The Alien

By Ron Stultz

 1974

 

I am sitting alone in the living room, listening to music with my eyes closed and it is late, very late at night.  I should be in bed but I need this time to relax, to quiet my mind from the day’s work. As I listen to the music, my mind quiets until there is nothing: no thoughts, nothing and I am simply floating in space as I sometimes can do. And then out of nowhere comes the image of an alien creature and he is motioning to me. He wants to meet me, to talk with me. I am surprised at the image and open my eyes and there, pressing his “face” to the backyard window of the living room is the alien and I almost jump out of my skin in fear. It cannot be, I tell myself, now in the living room once again mentally. And yet, I can see him, make out his face, image, and I can hear him talking to me in my mind. “Open the door and let me in. I will not harm you. I have come a long way.” 

I draw my arms and legs up until I am in a tight ball of fear. This has got to be some psychotic dream I am having I tell myself and look away from the window, hoping when I look back, the alien will not be there, but when I do look back, he is still there motioning to me. 

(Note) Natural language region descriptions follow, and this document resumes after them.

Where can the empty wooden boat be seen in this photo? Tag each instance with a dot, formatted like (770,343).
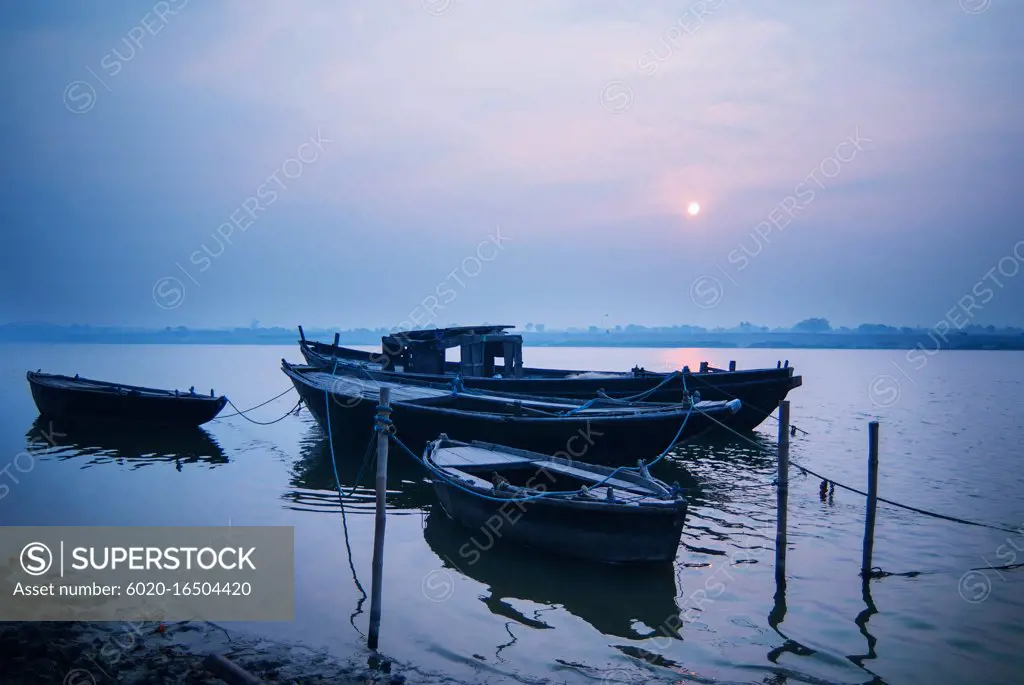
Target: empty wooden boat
(557,505)
(83,400)
(492,360)
(601,431)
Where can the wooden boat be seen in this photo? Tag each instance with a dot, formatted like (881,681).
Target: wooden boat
(637,609)
(603,431)
(557,505)
(75,399)
(418,356)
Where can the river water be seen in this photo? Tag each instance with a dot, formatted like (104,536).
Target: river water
(950,442)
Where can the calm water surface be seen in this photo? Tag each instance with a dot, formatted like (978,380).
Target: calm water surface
(950,442)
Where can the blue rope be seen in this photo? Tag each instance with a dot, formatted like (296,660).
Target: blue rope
(330,436)
(646,393)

Then, I almost overcome my fears and begin to think about getting up and walking to the door and actually opening it and letting him in. I begin to wonder what wondrous things he could tell me? I wonder where he is from? I wonder why he is here with me? Why me? Why now? But as I watch him continue to motion to open the door, I cannot get over my fear and shut my eyes. “Go away”, I say in my mind, hoping he will hear somehow. “Go away.  I just can’t open the door. I am sorry but I am not ready.”  

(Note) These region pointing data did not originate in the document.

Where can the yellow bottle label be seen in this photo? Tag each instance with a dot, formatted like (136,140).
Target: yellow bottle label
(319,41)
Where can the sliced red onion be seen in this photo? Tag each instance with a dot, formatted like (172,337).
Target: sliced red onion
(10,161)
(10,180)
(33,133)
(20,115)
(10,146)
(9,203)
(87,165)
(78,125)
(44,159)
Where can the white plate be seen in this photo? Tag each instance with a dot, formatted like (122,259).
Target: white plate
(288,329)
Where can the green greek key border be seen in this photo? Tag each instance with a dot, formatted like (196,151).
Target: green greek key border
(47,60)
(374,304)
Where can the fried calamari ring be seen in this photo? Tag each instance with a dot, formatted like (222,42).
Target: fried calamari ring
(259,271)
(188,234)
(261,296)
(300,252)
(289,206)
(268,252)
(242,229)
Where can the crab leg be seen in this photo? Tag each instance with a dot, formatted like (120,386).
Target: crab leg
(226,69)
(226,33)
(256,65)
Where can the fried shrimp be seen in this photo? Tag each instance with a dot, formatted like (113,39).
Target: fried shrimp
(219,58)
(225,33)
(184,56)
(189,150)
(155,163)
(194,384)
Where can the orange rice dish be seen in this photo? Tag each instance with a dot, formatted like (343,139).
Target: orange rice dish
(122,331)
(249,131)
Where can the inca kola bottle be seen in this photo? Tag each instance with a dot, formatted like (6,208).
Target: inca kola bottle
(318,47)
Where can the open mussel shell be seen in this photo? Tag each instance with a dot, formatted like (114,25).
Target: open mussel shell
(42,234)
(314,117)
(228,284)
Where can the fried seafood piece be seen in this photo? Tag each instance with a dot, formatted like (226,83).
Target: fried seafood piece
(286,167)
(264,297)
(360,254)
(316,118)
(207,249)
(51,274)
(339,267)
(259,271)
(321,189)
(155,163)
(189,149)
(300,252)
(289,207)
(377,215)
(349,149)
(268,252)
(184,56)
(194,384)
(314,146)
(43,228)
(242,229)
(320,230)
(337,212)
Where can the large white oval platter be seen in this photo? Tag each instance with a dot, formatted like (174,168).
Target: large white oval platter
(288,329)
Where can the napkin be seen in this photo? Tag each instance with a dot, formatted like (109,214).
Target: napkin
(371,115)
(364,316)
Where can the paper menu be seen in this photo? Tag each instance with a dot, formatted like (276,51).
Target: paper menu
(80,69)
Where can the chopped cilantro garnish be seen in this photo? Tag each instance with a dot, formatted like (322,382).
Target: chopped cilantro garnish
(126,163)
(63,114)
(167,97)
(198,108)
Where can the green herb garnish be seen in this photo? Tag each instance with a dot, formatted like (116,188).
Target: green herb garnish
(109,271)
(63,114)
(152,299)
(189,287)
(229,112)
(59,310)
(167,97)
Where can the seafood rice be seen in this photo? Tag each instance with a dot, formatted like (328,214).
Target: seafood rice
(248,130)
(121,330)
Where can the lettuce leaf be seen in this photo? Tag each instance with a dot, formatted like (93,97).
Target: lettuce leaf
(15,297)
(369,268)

Then surprisingly, my mind becomes quiet again and the fear I was feeling disappears and I am calm once again. I open my eyes and the alien at the rear window is gone. I sigh in relief and immediate condemn myself for not having the courage to invite him in, to meet him. What if this is a first opportunity for the human race to meet another species of the universe and I have just missed it out of fear? I try to go back to just listening to music but my mind will not settle down as thoughts of the alien come to visit me keep invading.   

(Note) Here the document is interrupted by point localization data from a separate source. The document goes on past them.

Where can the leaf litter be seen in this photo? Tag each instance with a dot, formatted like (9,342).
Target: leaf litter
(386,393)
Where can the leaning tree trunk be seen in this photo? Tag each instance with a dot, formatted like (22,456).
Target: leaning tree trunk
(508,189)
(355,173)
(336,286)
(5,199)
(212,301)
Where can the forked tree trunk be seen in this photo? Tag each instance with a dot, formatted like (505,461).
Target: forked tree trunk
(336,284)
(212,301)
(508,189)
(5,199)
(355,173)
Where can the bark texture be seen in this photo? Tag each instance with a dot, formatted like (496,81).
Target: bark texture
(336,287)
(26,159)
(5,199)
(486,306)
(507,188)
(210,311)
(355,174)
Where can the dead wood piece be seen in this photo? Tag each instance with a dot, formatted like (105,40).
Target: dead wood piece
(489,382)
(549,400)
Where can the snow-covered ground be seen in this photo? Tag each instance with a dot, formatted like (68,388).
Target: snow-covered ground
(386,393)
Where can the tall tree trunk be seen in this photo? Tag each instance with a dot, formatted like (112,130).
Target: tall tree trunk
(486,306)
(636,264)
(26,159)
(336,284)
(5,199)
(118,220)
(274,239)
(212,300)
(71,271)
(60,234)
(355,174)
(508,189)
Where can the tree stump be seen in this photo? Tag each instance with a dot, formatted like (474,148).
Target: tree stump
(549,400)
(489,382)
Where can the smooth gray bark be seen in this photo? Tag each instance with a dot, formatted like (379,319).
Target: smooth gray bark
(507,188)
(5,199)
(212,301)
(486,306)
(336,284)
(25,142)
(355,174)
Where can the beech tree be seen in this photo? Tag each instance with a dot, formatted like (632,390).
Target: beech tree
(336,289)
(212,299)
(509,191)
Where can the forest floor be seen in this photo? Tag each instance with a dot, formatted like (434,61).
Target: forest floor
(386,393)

And so, I must apologize to you and the whole human race for not making that first contact. I don’t think there is anything special about me as to why an alien tried to make contact with me and I wish he or she or whatever would have picked someone more prepared, less afraid. 

And now, as I write this, I wonder if he or she will ever come again to me. I wonder if I will ever be ready to open that door and let the alien in for a visit? I would like to but then again, I would have liked to back then and couldn’t.   

Perhaps one day, an alien will come to visit you and if he or she does, try to overcome your fears. It might mean so much to you and the human race.